South Africa’s Safari-1 research reactor’s 60th year of operation at Pelindaba was celebrated by the Nuclear Energy Corporation of South Africa (Necsa). As one of the world’s key commercial producers of medical and industrial radioisotopes, Safari-1 is currently licenced to operate until 2030. Necsa believes Safari-1 could be a sustainable operational irradiation facility beyond 2030, pending an engineering assessment supported by ageing management programme.

However, in 2021 the government approved construction of a new Multipurpose Reactor as a replacement. Minister of Electricity and Energy Kgosientso Ramokgopa recently announced a budget allocation of ZAR1.2bn ($66m) towards the new reactor, which is currently awaiting final parliamentary approval.
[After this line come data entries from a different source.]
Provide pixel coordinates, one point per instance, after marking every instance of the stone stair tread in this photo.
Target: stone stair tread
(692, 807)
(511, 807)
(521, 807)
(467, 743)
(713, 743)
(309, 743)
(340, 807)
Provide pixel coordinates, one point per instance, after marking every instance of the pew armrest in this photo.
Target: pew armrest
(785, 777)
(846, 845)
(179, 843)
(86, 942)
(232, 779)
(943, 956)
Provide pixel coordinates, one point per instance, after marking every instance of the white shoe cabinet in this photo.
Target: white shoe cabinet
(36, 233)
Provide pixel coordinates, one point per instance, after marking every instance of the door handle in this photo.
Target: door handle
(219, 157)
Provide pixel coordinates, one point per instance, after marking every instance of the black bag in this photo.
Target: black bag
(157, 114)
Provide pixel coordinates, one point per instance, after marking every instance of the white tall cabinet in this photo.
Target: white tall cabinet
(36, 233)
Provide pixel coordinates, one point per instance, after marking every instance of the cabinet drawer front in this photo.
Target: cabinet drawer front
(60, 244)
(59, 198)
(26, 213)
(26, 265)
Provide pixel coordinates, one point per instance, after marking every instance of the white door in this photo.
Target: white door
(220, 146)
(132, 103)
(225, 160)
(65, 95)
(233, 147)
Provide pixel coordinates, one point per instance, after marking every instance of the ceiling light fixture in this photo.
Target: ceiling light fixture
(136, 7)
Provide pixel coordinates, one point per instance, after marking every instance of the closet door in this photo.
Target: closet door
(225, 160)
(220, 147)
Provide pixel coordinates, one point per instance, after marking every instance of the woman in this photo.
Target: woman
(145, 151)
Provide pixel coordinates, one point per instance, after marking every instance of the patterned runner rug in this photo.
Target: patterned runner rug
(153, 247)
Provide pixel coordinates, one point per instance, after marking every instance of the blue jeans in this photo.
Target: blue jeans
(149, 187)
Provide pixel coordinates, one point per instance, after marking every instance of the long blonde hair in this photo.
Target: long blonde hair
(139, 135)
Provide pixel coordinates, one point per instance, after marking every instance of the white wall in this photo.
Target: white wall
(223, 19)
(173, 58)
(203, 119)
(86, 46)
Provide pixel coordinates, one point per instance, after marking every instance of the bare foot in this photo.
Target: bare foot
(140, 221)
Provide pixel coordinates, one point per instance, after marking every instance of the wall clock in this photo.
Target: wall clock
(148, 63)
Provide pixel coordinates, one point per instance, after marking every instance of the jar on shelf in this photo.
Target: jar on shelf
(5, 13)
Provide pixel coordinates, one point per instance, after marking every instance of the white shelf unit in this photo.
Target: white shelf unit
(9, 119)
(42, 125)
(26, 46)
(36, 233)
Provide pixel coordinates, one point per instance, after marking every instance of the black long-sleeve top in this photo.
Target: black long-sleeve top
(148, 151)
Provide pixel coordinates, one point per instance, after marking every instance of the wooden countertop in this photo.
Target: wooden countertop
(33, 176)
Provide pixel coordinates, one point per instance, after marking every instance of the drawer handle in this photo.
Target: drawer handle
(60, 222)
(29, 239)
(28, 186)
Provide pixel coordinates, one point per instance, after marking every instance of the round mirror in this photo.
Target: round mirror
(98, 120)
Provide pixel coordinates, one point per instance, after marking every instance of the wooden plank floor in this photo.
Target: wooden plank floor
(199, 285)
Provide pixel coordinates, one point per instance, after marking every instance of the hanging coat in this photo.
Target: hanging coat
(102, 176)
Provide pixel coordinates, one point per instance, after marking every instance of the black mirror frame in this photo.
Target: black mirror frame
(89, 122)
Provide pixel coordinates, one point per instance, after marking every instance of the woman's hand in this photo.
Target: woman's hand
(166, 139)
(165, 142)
The 20 MWt tank-in-pool Safari-1 reached first criticality in 1965 with a capacity of 6.67 MWt. Since then it has undergone several power uprates and been converted to use low-enriched uranium fuel and low-enriched uranium targets for isotope production. It is also used for activation analyses, material modification (such as the neutron transmutation doping of silicon for the semi-conductor industry) and provides support services such as neutron radiography and neutron diffraction for both industry and research.

Ramokgopa acknowledged that the budget allocation would not be sufficient to fund the new reactor project, adding that Necsa would need additional funding. However, he noted that national financing is constrained, “so we must find bespoke financing, we must find partners who will not just bring money, but technological know-how, and when we bring it together with ours, the sum is greater than the whole of its parts”.

In addition, a national contest will be held to choose a name for the new reactor. “We will not call it the MPR … we must give it a name,” he said. “We will run this contest so that South Africans can embrace it and know that it is their’s.”

Meanwhile, the ageing management programme of Safari-1 will continue as a programme to the end-of-life, said Necsa. “Evaluations of reactor core-component and plant life extension criteria will continue in order to keep focus on the Ageing Management Programme future upgrades, modifications and maintenance requirements whereby SAFARI-1’s safe and sustainable long-term availability continues.” However, life beyond Safari-1 – another Multi-Purpose Reactor (MPR) – will be the future objective for Necsa.